In the context of confidence intervals, the standard deviation helps determine the width of the interval by impacting the margin of error. The exercise specifies a standard deviation of 20 for the gain on a semiconductor device, showcasing its role in the overall calculation of confidence intervals.
Consider standard deviation as a measure of data `bounciness`; if the standard deviation is high, the data points are spread out. In contrast, a lower standard deviation indicates that data points are closely clustered around the mean. Understanding this can help anticipate data behavior and make more informed predictions.

The z-score is a statistical measure that tells us how many standard deviations a data point is from the mean. It is vital in the context of normal distribution and confidence intervals because it standardizes data, allowing for comparison across different scales.

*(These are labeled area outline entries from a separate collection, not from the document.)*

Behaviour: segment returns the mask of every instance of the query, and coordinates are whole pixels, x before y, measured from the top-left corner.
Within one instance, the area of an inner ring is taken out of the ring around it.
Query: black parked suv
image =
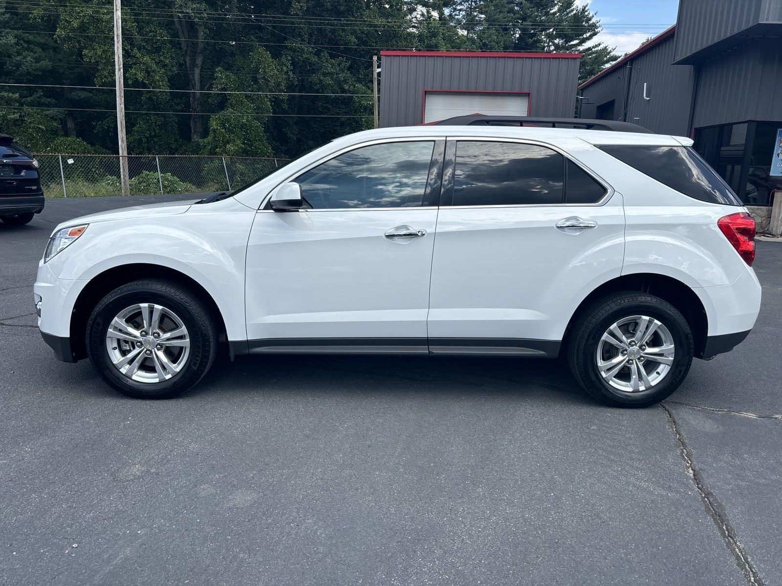
[[[21,226],[43,209],[38,162],[13,137],[0,134],[0,220]]]

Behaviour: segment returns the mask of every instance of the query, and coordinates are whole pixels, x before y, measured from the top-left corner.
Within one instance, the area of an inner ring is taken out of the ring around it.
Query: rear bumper
[[[43,194],[37,195],[5,195],[0,197],[0,216],[43,211],[45,200]]]
[[[70,349],[70,338],[53,336],[45,332],[41,332],[41,337],[44,338],[44,341],[48,345],[48,347],[54,350],[54,356],[57,357],[58,360],[62,360],[64,363],[76,362],[74,352]]]
[[[735,334],[723,334],[719,336],[708,336],[706,338],[706,345],[703,348],[703,356],[698,356],[704,360],[714,358],[718,354],[724,354],[733,350],[736,346],[743,342],[752,330],[747,331],[738,331]]]

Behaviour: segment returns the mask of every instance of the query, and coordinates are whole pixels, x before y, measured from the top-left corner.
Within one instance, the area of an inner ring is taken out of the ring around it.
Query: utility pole
[[[127,140],[125,137],[125,88],[122,73],[121,0],[114,0],[114,79],[117,82],[117,138],[120,145],[120,184],[122,195],[131,195],[127,177]]]
[[[378,123],[378,55],[372,55],[372,97],[375,99],[375,127]]]

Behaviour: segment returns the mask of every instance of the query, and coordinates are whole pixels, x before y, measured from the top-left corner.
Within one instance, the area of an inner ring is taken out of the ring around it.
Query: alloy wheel
[[[665,378],[675,356],[673,337],[662,322],[630,316],[605,331],[596,359],[606,383],[625,392],[640,392]]]
[[[109,358],[124,376],[140,383],[160,383],[179,373],[190,355],[190,337],[182,320],[154,303],[126,307],[106,334]]]

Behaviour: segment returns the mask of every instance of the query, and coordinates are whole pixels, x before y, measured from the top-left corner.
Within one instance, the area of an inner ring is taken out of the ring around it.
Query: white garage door
[[[424,95],[424,122],[454,116],[527,116],[529,95],[483,91],[427,91]]]

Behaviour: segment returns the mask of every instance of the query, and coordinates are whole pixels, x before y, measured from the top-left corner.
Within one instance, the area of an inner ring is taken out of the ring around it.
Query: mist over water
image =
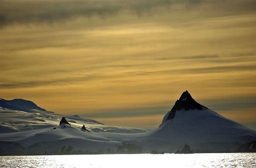
[[[0,168],[255,168],[256,153],[0,156]]]

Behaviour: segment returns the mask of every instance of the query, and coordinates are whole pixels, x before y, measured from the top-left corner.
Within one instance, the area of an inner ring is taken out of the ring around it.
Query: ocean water
[[[0,156],[0,168],[256,168],[256,153]]]

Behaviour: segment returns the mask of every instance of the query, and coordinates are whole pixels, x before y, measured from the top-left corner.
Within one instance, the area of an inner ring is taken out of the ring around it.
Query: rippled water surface
[[[256,168],[256,154],[0,156],[0,168]]]

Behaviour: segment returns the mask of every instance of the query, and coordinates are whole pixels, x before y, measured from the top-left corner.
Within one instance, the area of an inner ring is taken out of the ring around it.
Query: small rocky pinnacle
[[[62,123],[70,125],[70,124],[69,124],[68,122],[68,121],[66,120],[66,119],[64,117],[62,118],[62,120],[60,122],[60,124],[61,124]]]
[[[90,132],[90,131],[87,130],[87,129],[86,128],[86,126],[84,126],[84,125],[82,126],[82,130],[86,130],[86,131]]]

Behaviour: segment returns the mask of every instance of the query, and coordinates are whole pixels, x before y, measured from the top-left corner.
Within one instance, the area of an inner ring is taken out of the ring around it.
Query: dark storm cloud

To calculate a z-score, subtract the mean from the data point and then divide by the standard deviation. For example, a z-score of 1.96 represents the threshold for a 95% confidence level—meaning we are 95% confident that the true mean lies within that interval.
In problems involving confidence intervals, the z-score signifies the number of standard deviations we must extend the interval from the sample mean to reach our desired confidence level. A higher z-score means a wider confidence interval, reflecting more certainty.
Using a z-score guarantees that our confidence levels align with the properties of the normal distribution, facilitating accurate statistical inference and reducing the likelihood of erroneous conclusions.